After Sylphid had returned
Eloise and Abelard
to the shelves and we were both more or less sober again, I felt emboldened enough to ask her a question I'd been wanting to ask all evening. One of the questions I'd been wanting to ask. Not "What was it like to grow up in Beverly Hills?"; not "What was it like to live next door to limmy Durante?"; not "What was it like having movie star parents?" Because I was afraid of her ridiculing me, I asked only what I considered to be my most serious question.

"What's it like," I said, "to play at Radio City Music Hall?"

"It's a horror. The
conductor's
a horror. 'My dear lady, I know it's
so
difficult to count to four in that bar, but if you
wouldn't
mind, that would be
so
nice.' The more polite he is, the nastier you know he's feeling.

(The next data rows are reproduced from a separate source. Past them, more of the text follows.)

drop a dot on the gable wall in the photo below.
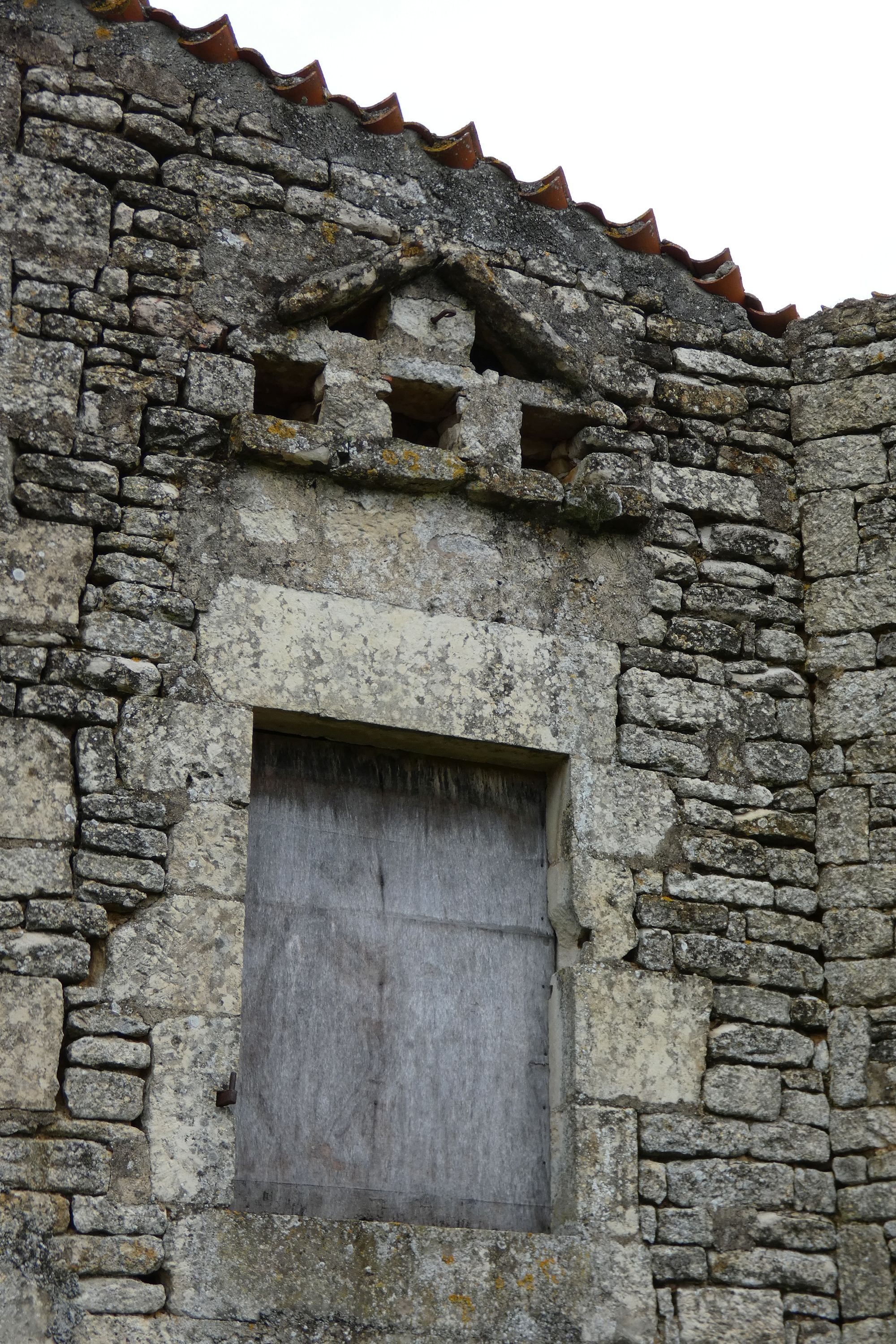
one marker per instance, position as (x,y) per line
(702,625)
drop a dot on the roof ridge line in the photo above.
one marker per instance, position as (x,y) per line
(217,43)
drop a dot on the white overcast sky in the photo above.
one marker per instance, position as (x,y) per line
(762,125)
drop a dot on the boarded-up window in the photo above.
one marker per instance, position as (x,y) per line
(397,974)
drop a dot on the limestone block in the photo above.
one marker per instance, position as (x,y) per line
(371,663)
(754,1045)
(101,1214)
(852,603)
(43,574)
(840,652)
(120,1296)
(191,1140)
(866,1281)
(845,405)
(688,1136)
(31,1015)
(831,534)
(620,812)
(634,1037)
(96,760)
(45,955)
(730,1316)
(39,383)
(70,1167)
(598,1170)
(836,463)
(104,1093)
(856,705)
(181,956)
(207,851)
(730,1183)
(742,1090)
(37,799)
(857,933)
(218,1265)
(855,887)
(218,385)
(763,1266)
(789,1143)
(843,827)
(856,983)
(53,215)
(33,871)
(866,1127)
(723,959)
(109,1254)
(175,745)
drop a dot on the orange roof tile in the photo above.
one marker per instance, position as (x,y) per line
(217,42)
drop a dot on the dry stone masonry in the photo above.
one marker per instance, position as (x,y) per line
(299,421)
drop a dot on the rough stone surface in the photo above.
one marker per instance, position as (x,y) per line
(30,1042)
(668,1021)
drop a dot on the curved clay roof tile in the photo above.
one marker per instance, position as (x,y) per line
(217,42)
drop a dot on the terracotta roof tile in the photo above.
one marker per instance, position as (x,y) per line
(217,42)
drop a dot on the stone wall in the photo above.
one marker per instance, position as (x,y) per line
(299,422)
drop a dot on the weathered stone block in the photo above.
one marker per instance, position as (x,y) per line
(750,964)
(856,983)
(31,1017)
(101,1214)
(351,659)
(789,1143)
(181,956)
(742,1090)
(53,215)
(37,799)
(45,955)
(65,1166)
(867,1127)
(765,1266)
(120,1296)
(45,572)
(659,1058)
(730,1183)
(174,745)
(820,410)
(852,603)
(866,1281)
(104,1094)
(191,1142)
(843,827)
(831,534)
(856,705)
(218,385)
(836,463)
(753,1045)
(96,760)
(31,871)
(857,933)
(687,1136)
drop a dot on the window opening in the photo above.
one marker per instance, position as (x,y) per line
(287,389)
(396,990)
(421,413)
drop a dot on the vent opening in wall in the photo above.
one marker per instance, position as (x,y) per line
(396,987)
(287,389)
(546,437)
(489,351)
(421,413)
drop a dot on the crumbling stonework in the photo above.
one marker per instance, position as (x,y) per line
(300,422)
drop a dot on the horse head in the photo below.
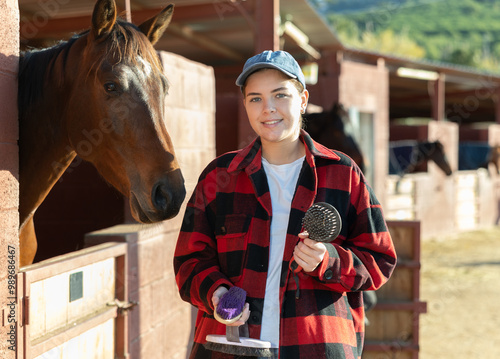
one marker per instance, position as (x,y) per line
(436,152)
(116,116)
(330,128)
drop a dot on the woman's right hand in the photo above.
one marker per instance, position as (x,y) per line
(219,292)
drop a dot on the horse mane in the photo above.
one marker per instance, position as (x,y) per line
(36,65)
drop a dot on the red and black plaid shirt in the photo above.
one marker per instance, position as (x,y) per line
(224,240)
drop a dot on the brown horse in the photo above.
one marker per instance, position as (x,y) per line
(100,96)
(328,128)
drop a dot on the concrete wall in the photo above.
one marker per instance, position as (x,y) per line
(9,194)
(161,325)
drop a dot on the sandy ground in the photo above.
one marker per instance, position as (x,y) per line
(460,281)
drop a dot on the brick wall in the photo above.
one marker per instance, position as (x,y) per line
(9,194)
(366,87)
(161,325)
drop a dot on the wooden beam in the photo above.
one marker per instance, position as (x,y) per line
(204,42)
(438,98)
(267,20)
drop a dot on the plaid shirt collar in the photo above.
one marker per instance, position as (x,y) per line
(250,157)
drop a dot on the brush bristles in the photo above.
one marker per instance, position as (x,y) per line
(322,222)
(239,350)
(231,304)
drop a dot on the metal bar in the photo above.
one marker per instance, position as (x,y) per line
(70,331)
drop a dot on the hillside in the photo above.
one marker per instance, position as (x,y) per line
(465,32)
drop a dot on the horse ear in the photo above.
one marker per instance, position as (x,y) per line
(154,27)
(103,17)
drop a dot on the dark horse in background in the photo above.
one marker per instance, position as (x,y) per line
(408,156)
(474,155)
(330,129)
(100,96)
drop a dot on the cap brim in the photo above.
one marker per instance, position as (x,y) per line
(240,81)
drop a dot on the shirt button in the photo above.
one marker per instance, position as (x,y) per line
(328,274)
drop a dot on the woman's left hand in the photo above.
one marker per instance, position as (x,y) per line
(308,253)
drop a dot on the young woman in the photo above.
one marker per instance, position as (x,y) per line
(242,227)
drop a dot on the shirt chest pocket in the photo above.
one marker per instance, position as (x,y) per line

If he's really angry, he says, 'My dear
dear
lady.' The 'dear' dripping with venom. 'That's not quite right, dear, that should be done arpeggiated.' And you have your part printed
non-
arpeggiated. You can't go back, without seeming argumentative and wasting time, and say, 'Excuse me, maestro, actually it's printed the other way.' So everybody looks at you, thinking, Don't you know how it's supposed to be done, idiot—he has to tell you? He's the world's worst conductor. All he's conducting is music from the standard repertoire, and still you have to think, Has he never
heard
this piece before? Then there's the band car. At the Music Hall. You know, this platform that moves the band into view. It moves up and backward and forward and down, and every time it moves, it jerks—it's on a hydraulic lift—and you sit and hold on to your harp for dear life even as it's going out of tune. Harpists spend half their time tuning and the other half playing out of tune. I hate all harps."